Memilih wanita dari agamanya, karena wanita yang baik agamanya dapat memberikan
manfaaat dunia dan akhirat. Wanita yang kuat agamanya juga memiliki akhlak
yang baik (wanita sholihah), akan mudah patuh dan taat diatur dalam keluarga,
serta wanita inilah yang kelak akan kita butuhkan. Wanita sholihah senantiasa
bersedia menemani dan menjaga kehormaatan sang suami bagaimanapun
keadaannya. Hal ini senada dengan tujuan pernikahan yakni untuk
menghasilkan keturunan yang baik, yang kelak akan menjadi penerus perjuangan
agama Islam.
Keturunan yang seperti inilah yang dimaksud oleh Rasulullah saw
sebagai keturunan yang dapat memperbanyak umat beliau. Oleh karena itu, buah
yang baik akan sulit dihasilkan kecuali oleh pohon yang baik pula. Bahkan
diriwayatkan oleh Ibnu Majah, “janganlah memilih wanita karena kebaikannya
karena dengan kebaikannya maka akan ........ dan janganlah memilih berdasarkan
hartanya karena hartanya akan menimbulkan ......... akan tetapi pilihlah wanita
dari agamanya, sekalipun wanitu itu hitam sekali tetapi agamanya lebih utama.
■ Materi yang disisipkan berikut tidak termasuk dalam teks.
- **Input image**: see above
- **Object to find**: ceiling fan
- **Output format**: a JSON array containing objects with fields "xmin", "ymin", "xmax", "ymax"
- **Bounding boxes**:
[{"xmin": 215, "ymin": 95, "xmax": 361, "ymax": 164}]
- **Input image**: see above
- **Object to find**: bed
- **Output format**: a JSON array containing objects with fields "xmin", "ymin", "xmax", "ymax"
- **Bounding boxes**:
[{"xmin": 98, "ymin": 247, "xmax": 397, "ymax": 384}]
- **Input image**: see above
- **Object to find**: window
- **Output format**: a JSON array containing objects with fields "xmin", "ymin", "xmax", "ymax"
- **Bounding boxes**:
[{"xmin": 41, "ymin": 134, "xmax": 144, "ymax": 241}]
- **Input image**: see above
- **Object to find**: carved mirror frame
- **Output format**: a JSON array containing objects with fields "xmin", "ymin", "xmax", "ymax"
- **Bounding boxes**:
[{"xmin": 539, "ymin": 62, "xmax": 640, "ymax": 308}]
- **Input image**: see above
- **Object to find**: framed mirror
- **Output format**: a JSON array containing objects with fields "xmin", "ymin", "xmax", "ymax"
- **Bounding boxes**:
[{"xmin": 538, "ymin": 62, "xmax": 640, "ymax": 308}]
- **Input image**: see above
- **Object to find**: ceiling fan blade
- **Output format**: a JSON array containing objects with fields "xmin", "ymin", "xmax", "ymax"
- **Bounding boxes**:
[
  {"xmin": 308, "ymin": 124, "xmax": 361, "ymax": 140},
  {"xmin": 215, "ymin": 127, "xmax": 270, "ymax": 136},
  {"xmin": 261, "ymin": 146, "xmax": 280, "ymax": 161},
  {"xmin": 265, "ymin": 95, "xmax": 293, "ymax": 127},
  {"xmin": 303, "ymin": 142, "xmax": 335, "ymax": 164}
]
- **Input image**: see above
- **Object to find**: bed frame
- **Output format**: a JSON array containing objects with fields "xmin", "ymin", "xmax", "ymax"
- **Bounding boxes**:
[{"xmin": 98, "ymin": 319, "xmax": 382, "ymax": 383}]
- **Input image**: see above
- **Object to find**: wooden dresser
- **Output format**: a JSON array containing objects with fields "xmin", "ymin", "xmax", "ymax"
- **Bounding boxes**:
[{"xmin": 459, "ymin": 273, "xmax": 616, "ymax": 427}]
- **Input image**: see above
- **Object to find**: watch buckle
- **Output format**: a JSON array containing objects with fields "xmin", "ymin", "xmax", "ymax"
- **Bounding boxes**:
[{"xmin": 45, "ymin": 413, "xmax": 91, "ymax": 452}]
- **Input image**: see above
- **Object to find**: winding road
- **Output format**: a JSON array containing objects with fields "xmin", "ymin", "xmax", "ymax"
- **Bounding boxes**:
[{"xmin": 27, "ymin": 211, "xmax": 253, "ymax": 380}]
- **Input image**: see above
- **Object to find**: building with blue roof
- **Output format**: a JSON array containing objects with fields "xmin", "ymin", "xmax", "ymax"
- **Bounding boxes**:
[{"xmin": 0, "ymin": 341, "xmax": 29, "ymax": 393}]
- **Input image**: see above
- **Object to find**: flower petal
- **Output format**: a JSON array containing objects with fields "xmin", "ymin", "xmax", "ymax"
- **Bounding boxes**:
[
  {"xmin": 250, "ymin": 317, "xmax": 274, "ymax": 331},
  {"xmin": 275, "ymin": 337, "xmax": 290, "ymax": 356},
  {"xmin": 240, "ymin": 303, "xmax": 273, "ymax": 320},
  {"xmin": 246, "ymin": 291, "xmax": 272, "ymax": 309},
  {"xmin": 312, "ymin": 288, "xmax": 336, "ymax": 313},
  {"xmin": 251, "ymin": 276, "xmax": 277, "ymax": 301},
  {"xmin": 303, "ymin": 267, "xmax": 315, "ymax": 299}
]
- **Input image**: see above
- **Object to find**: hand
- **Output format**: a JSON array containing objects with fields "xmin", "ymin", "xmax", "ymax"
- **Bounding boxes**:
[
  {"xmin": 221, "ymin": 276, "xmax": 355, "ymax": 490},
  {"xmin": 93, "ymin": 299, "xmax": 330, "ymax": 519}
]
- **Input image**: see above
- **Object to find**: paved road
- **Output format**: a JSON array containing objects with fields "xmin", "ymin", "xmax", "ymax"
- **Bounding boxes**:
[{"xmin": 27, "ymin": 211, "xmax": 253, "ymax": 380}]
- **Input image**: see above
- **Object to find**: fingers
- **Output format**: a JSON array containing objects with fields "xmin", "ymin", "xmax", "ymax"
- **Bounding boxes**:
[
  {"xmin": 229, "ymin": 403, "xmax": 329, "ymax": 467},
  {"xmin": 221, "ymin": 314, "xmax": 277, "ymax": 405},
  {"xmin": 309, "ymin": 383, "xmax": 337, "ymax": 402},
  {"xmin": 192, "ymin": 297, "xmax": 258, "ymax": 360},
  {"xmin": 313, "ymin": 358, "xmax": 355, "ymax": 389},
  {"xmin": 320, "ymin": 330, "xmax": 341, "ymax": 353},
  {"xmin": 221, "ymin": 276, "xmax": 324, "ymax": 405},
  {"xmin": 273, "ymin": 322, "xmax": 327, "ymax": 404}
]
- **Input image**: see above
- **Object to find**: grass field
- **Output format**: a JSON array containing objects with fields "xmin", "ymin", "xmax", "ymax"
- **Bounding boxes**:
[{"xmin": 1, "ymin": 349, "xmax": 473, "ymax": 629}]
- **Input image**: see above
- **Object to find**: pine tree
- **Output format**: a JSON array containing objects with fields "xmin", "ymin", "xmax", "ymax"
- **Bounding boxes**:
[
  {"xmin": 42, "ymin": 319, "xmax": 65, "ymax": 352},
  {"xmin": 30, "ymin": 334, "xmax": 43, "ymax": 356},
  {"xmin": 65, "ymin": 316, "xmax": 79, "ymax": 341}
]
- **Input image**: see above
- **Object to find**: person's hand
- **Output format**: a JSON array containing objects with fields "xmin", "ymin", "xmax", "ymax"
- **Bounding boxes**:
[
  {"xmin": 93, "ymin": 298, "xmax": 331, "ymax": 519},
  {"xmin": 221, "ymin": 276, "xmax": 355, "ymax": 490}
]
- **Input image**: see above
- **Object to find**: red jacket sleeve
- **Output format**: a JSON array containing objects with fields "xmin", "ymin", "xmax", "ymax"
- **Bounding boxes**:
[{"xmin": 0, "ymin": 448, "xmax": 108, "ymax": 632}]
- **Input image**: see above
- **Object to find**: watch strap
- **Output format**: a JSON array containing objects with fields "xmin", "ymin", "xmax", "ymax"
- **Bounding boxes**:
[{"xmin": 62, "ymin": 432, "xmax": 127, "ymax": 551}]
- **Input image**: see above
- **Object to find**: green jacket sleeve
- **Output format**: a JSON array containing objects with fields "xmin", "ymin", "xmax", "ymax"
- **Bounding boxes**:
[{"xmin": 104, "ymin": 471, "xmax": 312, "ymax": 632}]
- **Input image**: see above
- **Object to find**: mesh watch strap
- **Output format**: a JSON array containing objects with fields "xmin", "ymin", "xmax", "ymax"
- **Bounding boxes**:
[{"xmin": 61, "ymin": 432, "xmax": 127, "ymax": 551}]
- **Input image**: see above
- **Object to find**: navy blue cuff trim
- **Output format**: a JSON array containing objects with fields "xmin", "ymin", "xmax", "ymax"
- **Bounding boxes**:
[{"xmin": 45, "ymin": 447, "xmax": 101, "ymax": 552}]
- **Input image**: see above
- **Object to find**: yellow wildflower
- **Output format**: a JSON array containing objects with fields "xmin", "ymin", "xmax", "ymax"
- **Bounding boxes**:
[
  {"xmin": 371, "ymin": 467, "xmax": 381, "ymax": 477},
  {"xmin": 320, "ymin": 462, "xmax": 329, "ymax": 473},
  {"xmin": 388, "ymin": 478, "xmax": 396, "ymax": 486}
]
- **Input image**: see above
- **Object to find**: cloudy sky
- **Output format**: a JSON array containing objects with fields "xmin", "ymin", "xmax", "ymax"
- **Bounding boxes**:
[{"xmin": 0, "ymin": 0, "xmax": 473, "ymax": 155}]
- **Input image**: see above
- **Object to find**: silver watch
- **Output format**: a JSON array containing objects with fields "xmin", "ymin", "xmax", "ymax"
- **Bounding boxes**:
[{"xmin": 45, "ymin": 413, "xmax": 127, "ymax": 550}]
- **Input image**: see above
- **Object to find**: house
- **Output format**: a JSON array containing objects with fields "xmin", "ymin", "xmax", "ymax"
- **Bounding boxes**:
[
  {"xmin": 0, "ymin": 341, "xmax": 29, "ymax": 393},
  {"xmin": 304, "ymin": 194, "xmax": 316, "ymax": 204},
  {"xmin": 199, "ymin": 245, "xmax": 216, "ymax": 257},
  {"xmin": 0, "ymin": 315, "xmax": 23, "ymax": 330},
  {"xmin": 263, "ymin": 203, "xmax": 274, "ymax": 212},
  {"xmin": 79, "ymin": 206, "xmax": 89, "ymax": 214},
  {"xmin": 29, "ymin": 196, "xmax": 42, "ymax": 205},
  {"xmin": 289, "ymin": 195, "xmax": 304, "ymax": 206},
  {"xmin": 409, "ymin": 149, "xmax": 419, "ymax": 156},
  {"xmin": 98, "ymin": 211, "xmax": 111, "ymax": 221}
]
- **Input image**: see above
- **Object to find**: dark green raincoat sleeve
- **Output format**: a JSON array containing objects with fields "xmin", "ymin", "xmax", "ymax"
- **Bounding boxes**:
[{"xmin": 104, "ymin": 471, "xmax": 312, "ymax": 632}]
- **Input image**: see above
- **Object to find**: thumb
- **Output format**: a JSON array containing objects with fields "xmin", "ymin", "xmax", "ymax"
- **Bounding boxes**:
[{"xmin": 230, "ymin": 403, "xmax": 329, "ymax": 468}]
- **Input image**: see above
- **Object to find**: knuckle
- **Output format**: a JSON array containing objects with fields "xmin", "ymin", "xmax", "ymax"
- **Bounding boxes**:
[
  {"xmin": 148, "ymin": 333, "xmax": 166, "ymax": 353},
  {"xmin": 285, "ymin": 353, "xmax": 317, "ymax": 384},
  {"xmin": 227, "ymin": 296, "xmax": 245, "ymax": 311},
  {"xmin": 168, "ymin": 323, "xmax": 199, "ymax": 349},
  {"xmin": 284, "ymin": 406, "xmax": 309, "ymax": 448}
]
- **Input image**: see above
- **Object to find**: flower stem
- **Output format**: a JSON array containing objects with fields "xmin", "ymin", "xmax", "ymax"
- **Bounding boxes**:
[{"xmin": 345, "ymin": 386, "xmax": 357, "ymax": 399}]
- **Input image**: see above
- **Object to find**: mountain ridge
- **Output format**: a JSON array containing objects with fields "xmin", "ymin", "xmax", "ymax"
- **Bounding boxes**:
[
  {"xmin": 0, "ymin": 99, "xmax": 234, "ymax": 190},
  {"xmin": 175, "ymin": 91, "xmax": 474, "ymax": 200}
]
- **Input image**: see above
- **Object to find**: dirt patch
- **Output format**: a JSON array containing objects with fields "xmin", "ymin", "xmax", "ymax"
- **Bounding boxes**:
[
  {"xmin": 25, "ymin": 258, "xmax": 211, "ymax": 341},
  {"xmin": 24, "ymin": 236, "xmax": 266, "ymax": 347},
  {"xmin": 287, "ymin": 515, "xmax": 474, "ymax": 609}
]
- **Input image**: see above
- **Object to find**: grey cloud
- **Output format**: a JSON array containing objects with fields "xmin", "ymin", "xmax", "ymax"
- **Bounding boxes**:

Banyak pendapat mengenai hadits ini, diantaranya pendapat
Al-Ghazali bahwa memilih istri hanya berdasarkan agamanya karena sesungguhnya
kecantikan, harta, dan kedudukan itu hanyalah sementara.
D.
HADITS TENTANG
NIKAH SEBAGAI SUNNAH NABI
Dari hadits Aisyah di atas menegaskan bahwa menikah merupakan sunnah Nabi dan siapa saja yang
mampu menjalankan pernikahan dan sanggup membina rumah tangga maka segeralah
menikah, karena akan diakui sebagai umat Nabi Muhammad saw, tapi jika tidak
mampu Nabi menganjurkan untuk berpuasa, karena dengan berpuasa itu bisa menjadi
kendali dari hawa nafsu.
Dalam pernikahan,
ulama’ syafi’iyah membagi anggota masyarakat ke dalam 4 golongan yaitu:
- Golongan
orang yang berhasrat untuk berumah tangga serta mempunyai belanja untuk
itu. Golongan ini dianjurkan untuk menikah.
- Golongan
yang tidak mempunyai hasrat untuk menikah dan tidak punya belanja. Golongan
ini dimakruhkan untuk menikah.
- Golongan
yang berhasrat untuk menikah tetapi tidak punya belanja. Golongan inilah
yang disuruh puasa untuk mengendalikan syahwatnya.
- Golongan
yang mempunyai belanja tetapi tidak berhasrat untuk menikah, sebaiknya
tidak menikah, tetapi menurut Abu Hanifah dan Malikiah diutamakan menikah.[3]
E.
ANJURAN MENIKAH
Menurut ahli bahasa
golongan pemuda dalam hadits tersebut adalah golongan yang belum mencapai tiga
puluh tahun. Maka golongan pemuda tersebut dianjurkan untuk menikah, dengan
beberapa ketentuan. Anjuran ini bukan berarti wajib melainkan sunah. Seperti
pendapat Imam Nawawi dalam kitabnya Shahih Muslim ‘Ala Syarhin bahwa
hukum nikah itu dibagi menjadi empat, yaitu:
1. Laki-laki yang mampu berjima’ dan mampu memenuhi kebutuhan hidupnya dan
keluarganya maka sunah hukumnya untuk menikah
2. Laki-laki yang mampu berjima’ tetapi hanya mampu memenuhi kebutuhan dirinya
sendiri dan tidak mampu memenuhi kebutuhan keluarganya maka makruh hukumnya
untuk menikah
3. Laki-laki yang mampu memenuhi kebutuhannya dan keluarganya tetapi tidak
mampu berjima’ maka hukumnya juga makruh untuk menikah
4. Laki-laki yang tidak mampu memenuhi kebutuhan hidupnya dan keluarganya
serta tidak mampu berjima’ maka lebih baik menjauhi pernikahan.[4]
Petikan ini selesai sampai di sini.